Therefore the words "leaving his father and all that he had," awakened no bitter echoes in his soul. True it was a sacrifice for him as well as for Vane; but for Vane's sake he had made it willingly and cheerfully, and he was able now to look forward with perfect contentment to the triumphs which, in his father's pride, he could not help believing his son would win in that higher and holier sphere of life which he had chosen.

The presentation being made and the questions as to "crime or impediment" being duly asked and answered, the Litany and Suffrages began, and every note and word of the solemn intonation, ringing through the silence of the great Cathedral, found an echo which rang true in three souls at least among the congregation:

"O God the Father of Heaven: have mercy upon us, miserable sinners.

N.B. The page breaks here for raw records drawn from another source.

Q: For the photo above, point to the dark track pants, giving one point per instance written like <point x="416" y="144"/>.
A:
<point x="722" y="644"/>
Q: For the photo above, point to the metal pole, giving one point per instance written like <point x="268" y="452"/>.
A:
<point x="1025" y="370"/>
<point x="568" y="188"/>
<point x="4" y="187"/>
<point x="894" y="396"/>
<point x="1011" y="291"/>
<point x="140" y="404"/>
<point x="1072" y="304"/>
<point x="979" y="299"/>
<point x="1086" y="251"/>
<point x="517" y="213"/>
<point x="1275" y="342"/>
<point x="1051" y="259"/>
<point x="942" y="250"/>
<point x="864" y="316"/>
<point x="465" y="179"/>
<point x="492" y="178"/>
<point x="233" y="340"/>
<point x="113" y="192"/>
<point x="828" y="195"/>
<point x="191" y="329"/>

"O God the Son, Redeemer of the world: have mercy upon us, miserable sinners.

"O God the Holy Ghost, proceeding from the Father and the Son: have mercy upon us, miserable sinners.

"O Holy blessed and glorious Trinity, three Persons and one God: have mercy upon us, miserable sinners.

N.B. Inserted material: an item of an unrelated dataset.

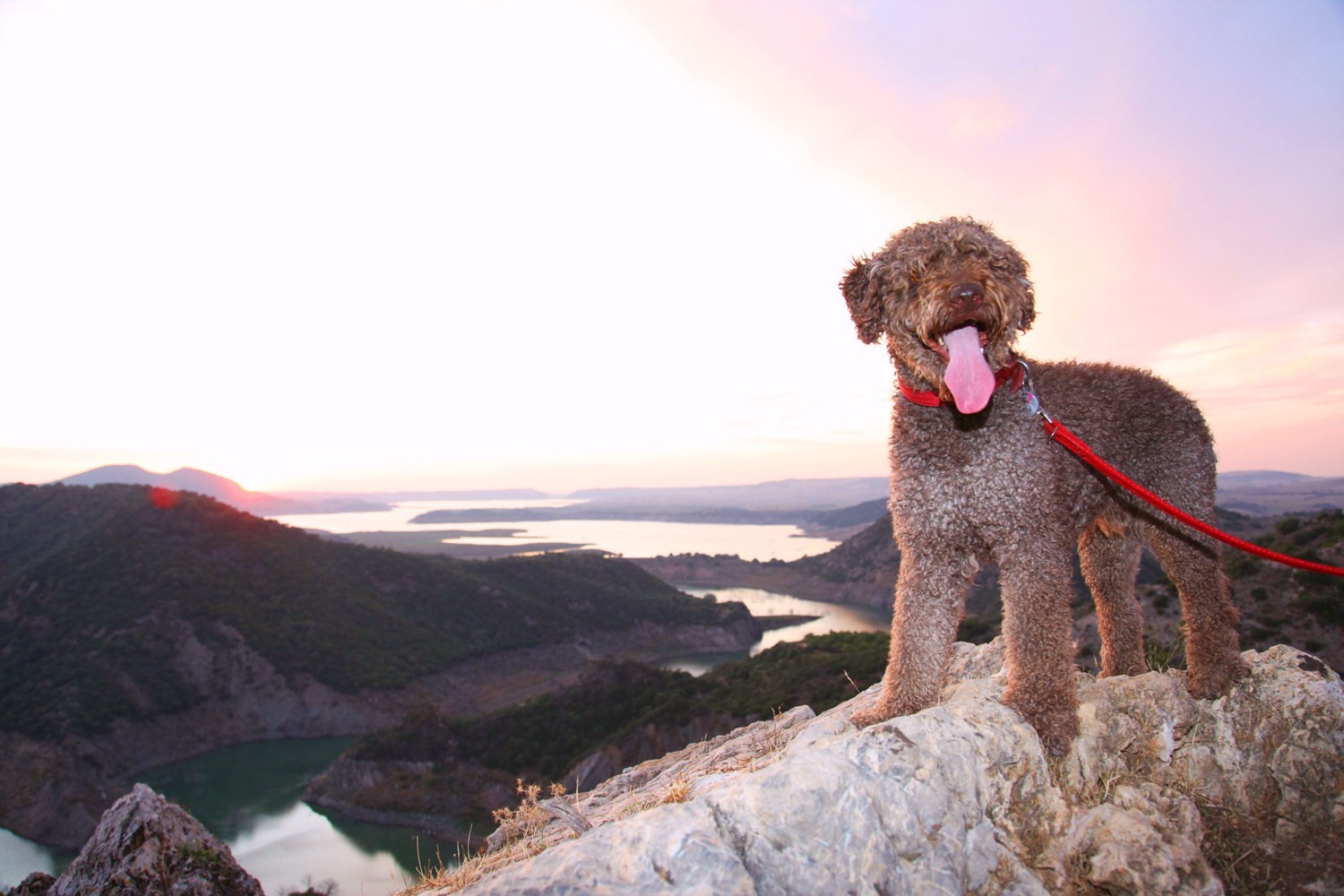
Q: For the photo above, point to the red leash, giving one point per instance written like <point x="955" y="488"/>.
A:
<point x="1066" y="437"/>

"Remember not, Lord, our offences, nor the offences of our forefathers: neither take thou vengeance on our sins: spare us, good Lord, spare thy people whom thou hast redeemed with Thy most precious blood, and be not angry with us for ever.

"From all evil and mischief: from sin, from the crafts and assaults of the devil: from Thy wrath and from everlasting damnation.

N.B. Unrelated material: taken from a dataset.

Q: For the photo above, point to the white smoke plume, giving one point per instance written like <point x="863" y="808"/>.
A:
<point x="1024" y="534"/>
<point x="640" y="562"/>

"From all blindness of heart: from pride, vain-glory and hypocrisy: from envy, hatred and malice, and all uncharitableness.

"From fornication, and all other deadly sin: and from all the deceits of the world, the flesh and the devil.

"Good Lord deliver us!"

"Remember not, Lord, our offences, nor the offences of our forefathers: neither take thou vengeance on our sins."

These, of all the words which he heard spoken on that fateful day, the day which marked for him the passing of the line which divides the World of the Flesh from the World of the Spirit—the frontier of the kingdom of this world separating it from that other Kingdom which, though worldwide, yet owns but a single Lord—seemed to fall with greater weight into Vane's soul than any others of the service. As he heard them he raised his bent head, threw it back and, with wide open eyes, looked up over the Bishop's head and the reredos behind the altar to the central section of the great stained glass window containing the figure of the Godhead crucified in the flesh, with the two Marys, Mary the Mother and Mary Magdalene, kneeling at the foot of the Cross.

Like a quiver of summer lightning across the horizon of an August sky, there came to him the thought of that mother of his whom he had never known, and of that girl who was almost his sister, long ago lost in the great wilderness of London. They were not likenesses, only the faintest of suggestions, and yet the mere recollection seemed to lend an added solemnity to the vows which he was about to take.

"I will do so, the Lord being my helper!"

As he uttered the words there was not the faintest doubt in his soul that for the rest of his life he would be able to keep both the letter and the spirit of the oath unbroken to the end of his days. Many a man and woman has rashly wished that it were possible to look into the future. Such a thought had more than once crossed Vane Maxwell's mind, but could he, in that solemn moment, have looked into the future and seen what lay before him, he would have been well content with the high destiny to which his great renunciation was to lead him.